As an initial matter, Petitioner avers that he has withdrawn his “actual innocence” claim, but cites to McQuiggin as a basis for equitable tolling. (Doc. No. 28 at 1.) According to Petitioner, “[h]ad the Commonwealth not destroyed the alleged blood samples (DNA evidence), the outcome of the trial may have been different had appointed counsel raised the issue.” (Id.) As noted supra, however, evidence regarding the destruction of Petitioner's blood samples is not new evidence.

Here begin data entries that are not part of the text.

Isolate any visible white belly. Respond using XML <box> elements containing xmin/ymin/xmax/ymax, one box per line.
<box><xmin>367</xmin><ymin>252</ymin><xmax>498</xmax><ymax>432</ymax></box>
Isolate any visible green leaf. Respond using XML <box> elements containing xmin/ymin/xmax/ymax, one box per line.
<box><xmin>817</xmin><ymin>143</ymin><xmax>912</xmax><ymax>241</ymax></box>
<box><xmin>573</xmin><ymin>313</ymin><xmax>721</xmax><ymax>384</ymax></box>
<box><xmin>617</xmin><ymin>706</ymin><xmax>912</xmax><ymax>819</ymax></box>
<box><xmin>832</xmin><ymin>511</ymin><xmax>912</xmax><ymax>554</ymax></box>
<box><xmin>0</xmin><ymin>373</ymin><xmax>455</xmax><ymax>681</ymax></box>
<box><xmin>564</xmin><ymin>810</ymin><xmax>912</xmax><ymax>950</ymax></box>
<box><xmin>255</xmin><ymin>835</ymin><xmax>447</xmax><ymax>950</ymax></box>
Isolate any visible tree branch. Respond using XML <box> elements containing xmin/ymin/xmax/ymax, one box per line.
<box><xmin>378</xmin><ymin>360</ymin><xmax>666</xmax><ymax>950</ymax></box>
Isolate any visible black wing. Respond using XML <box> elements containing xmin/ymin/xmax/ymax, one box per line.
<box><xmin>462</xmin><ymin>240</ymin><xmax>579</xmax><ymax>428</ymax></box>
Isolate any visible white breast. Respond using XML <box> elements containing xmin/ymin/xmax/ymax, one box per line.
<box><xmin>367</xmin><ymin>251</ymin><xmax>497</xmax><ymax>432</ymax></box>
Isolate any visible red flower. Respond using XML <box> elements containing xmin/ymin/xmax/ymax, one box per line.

Petitioner knew that the blood samples had been destroyed three (3) years before his trial. While Petitioner asserts that he would not have been convicted had such evidence been submitted to the jury, he fails to present any new evidence of his innocence. See Wallace, 2 F.4th at 151. Accordingly, the Court concludes that there is no basis for the limitations period to be equitably tolled in this matter.
IV. CERTIFICATE OF APPEALABILITY
Pursuant to 28 U.S.C. § 2253(c)(1)(A), unless a circuit justice or judge issues a certificate of appealability (“COA”), an appeal may not be taken from a final order in a proceeding under 28 U.S.C. § 2254. A COA may issue only if the applicant has made a substantial showing of the denial of a constitutional right. 28 U.S.C. § 2253(c)(2). “A petitioner satisfies this standard by demonstrating that jurists of reason could disagree with the district court's resolution of his constitutional claims or that jurists could conclude the issues presented are adequate to deserve encouragement to proceed further.” Miller-El v. Cockrell, 537 U.S. 322 (2003). “When the district court denies a habeas petition on procedural grounds without reaching the prisoner's underlying constitutional claim, a COA should issue when the prisoner shows, at least, that jurists of reason would find it debatable whether the petition states a valid claim of the denial of a constitutional right and that jurists of reason would find it debatable whether the district court was correct in its procedural ruling.” Slack v. McDaniel, 529 U.S. 473, 484 (2000). Here, jurists of reason would not find the procedural disposition of this case debatable. Accordingly, no COA will issue.
V. CONCLUSION
For the foregoing reasons, Petitioner's petition for a writ of habeas corpus pursuant to 28 U.S.C. § 2254 (Doc. No. 1) will be dismissed as untimely and a COA will not issue. Petitioner's motion to amend (Doc. No. 56) will be denied. An appropriate Order follows.